With the release of American Sniper, Clint Eastwood takes yet another stab at a war movie, albeit of a different nature than Letters from Iwo Jima.  This film is closer to Heartbreak Ridge, his forgotten movie about the invasion of Grenada in 1983.  Clint can always be counted on to support the conservative cause even if there is a sufficient hint of ambiguity in his movies to make you think he is calling the motives into question.  The sad part is that he isn't.

From the accounts I've read he is providing a straight up version of Chris Kyle's autobiography of the same name.  Kyle is a contentious figure in that he is America's most decorated sniper with over 250 "probable kills" while serving in Iraq.  He was apparently known as the "Devil of Ramadi" for his body count and had a bounty put on his head, further endearing him to American conservatives.  Unfortunately, Chris got taken out by a young ex-marine, Eddie Ray Routh, at a shooting range in Erath County, Texas, which was an ill-advised move given Routh's mental state.

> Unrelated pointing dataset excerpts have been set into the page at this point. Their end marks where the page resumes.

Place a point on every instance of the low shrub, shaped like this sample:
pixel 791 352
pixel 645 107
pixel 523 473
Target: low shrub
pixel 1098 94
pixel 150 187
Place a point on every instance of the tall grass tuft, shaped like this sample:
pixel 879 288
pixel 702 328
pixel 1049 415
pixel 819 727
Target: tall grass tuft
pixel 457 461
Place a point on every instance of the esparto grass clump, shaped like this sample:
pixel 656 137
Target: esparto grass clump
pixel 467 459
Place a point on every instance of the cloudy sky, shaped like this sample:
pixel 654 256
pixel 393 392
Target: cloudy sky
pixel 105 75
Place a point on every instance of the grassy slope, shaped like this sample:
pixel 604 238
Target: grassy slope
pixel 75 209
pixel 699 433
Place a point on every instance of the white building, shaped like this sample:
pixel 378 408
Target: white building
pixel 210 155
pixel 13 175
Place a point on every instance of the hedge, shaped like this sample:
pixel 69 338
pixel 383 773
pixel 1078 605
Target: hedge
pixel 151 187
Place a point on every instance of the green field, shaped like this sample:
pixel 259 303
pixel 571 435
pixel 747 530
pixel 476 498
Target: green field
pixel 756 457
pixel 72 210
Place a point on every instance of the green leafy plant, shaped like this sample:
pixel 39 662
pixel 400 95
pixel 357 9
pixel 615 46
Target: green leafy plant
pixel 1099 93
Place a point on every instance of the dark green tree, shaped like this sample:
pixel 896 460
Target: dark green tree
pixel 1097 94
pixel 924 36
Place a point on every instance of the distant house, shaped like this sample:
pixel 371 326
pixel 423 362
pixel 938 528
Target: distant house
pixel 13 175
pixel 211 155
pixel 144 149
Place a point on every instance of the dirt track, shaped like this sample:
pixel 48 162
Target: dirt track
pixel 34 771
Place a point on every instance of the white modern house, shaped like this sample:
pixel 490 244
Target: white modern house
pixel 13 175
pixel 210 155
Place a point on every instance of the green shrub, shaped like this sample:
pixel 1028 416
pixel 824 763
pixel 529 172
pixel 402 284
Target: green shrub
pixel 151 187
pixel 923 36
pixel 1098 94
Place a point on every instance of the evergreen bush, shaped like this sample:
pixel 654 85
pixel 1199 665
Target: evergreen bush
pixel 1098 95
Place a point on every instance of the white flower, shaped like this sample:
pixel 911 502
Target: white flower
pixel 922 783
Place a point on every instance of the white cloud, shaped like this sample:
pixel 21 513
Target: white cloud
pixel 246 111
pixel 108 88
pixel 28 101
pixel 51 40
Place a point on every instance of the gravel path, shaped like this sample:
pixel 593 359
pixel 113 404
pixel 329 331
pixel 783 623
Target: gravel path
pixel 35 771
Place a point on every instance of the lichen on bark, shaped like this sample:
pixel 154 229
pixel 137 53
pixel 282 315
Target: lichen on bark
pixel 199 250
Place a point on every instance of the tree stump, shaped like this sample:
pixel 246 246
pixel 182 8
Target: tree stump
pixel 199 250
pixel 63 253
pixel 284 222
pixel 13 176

I don't know how deep Eastwood goes into Kyle's character and to be honest I don't really care because I don't regard Kyle as a hero and don't think a movie needed to be made about him.  He was a troubled man who probably needed psychological treatment himself but became embraced by the right wing media with a star-studded memorial held in Dallas Cowboy Stadium following his death.

America has developed a love affair with Navy Seals, who have been on the front line of the "War on Terror" since its inception.  We shouldn't expect Clint to call these special operations into question anymore than he did the faux war in Grenada, which he essentially used as a backdrop for a war buddy movie.  This is probably what you can expect from American Sniper.


Clint is a hard man to pin down.  He has worked the better part of his life making himself look inscrutable, whether in front or behind the camera.  Sergio Leone was the one to rescue him from B-movies like Revenge of the Creature and make him into an outlaw with no name in his "spaghetti westerns," culminating in The Good Bad and the Ugly.  What's ironic is that these films were made during the time of the Vietnam War and to some degree Leone was capturing that sense of moral ambiguity in his films, most notably Once Upon a Time in the West, in which he used Charles Bronson and not Clint Eastwood.

When Clint returned to the western genre in High Plains Drifter you might have been fooled into thinking that Eastwood had a similar sense of moral ambiguity about the times, but it was the character more than the broader themes that attracted Clint.  Once again he has no name, but he is clearly on the side of good this time, even if we can imagine a checkered past.  He would offer the same character again in Pale Rider.  It was only in Unforgiven that we might be tempted to think Eastwood was calling this nameless hero into question, winning an Oscar for direction.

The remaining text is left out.